1. ação ou efeito de humilhar(-se).

2. submissão, abatimento.

3. rebaixamento moral.

  

To: Smoker

Nada-querido Smoker,

eu nem sei o que sentir em relação a você, juro. Foram quatro meses de completa submissão e auto-humilhação de um garotinho bobo chamado Incolor. O Incolor em uma versão muito mais nova e imaturo, é claro.

De abril a julho te amei. Foi o tempo de eu aniversariar e abrir esses malditos olhos castanhos para perceber que algo estava errado, que aquilo não era amor. Ora, onde já se viu amor onde apenas um ama, e o outro faz de conta?! Sempre adorei brincar de faz de conta, mas não assim. Não esse faz de conta que machuca, e machuca de verdade.

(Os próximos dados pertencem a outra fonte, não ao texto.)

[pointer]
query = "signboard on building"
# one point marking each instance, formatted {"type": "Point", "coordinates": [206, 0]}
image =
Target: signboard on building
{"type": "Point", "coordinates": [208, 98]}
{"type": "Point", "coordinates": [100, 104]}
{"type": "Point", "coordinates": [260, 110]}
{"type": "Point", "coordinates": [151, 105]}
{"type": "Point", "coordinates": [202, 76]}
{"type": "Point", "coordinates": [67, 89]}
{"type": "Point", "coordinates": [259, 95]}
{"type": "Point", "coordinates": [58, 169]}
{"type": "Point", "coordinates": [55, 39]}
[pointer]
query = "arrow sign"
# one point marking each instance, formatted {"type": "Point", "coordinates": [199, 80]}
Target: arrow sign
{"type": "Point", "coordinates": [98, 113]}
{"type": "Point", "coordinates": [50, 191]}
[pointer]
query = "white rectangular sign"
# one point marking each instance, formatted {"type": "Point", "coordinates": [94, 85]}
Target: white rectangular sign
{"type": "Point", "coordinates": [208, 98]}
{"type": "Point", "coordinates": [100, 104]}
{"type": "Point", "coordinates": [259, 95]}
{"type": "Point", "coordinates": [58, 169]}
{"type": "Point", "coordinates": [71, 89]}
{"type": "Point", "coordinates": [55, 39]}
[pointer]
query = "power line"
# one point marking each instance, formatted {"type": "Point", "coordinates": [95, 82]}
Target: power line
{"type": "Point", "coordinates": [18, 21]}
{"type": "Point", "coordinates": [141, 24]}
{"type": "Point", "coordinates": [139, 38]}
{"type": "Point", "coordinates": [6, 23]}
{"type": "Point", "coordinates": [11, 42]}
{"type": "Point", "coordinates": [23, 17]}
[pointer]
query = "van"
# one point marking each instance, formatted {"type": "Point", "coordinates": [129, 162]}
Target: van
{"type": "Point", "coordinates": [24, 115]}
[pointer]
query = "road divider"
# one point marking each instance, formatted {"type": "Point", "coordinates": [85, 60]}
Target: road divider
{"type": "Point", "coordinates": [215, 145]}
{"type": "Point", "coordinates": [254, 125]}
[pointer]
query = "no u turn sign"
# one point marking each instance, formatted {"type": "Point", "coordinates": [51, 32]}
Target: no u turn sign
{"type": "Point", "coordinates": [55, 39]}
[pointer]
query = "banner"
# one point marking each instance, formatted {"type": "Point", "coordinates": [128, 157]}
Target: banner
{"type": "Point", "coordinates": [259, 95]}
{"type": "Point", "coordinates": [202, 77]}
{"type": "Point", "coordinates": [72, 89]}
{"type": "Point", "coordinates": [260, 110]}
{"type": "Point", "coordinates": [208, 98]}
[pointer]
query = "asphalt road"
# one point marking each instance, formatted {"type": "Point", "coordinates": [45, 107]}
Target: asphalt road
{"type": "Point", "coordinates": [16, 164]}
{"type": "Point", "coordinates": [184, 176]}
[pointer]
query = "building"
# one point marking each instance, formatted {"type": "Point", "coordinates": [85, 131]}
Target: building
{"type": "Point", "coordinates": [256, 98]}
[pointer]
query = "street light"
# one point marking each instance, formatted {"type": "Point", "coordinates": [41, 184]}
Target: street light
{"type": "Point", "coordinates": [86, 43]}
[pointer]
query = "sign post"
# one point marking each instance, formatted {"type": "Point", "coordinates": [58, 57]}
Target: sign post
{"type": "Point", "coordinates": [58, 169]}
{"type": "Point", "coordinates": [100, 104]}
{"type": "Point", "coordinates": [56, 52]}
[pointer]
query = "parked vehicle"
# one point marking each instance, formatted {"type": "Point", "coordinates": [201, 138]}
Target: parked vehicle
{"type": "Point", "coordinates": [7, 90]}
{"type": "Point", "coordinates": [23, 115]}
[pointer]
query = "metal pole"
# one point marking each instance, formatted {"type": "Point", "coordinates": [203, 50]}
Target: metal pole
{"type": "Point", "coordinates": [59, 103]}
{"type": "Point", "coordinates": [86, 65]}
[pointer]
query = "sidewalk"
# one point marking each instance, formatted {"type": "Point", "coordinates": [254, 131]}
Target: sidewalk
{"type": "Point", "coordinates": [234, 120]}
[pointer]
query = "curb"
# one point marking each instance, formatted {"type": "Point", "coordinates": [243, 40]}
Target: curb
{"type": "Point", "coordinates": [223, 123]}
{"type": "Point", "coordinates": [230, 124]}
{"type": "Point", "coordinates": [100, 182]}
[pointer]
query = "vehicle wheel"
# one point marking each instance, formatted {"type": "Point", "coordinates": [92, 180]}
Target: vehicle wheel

Me desculpe, mas não fui capaz de amar sozinho. É cansativo, cruel e estúpido. E posso aplicar esses adjetivos a você também; Smoker é cansativo, cruel e estúpido.

Você era mais velho, e mesmo que eu fosse um Incolor cry baby e imaturo, eu sabia ser mil vezes mais maduro do que você. Você mentia, me fazia ficar preocupado, me fazia pensar que tinha outra, justo para que eu pirasse com as paranoias em minha cabeça e adoecesse – paranoias essas das quais você tinha muito bem conhecimento e não quis me ajudar a ser alguém mais seguro, apenas ressaltando minhas inseguranças de propósito para que eu sempre me sentisse mais e mais insuficiente. Você era sádico, e me dói escrever que apesar de o primeiro, não foi o último sádico em minha vida.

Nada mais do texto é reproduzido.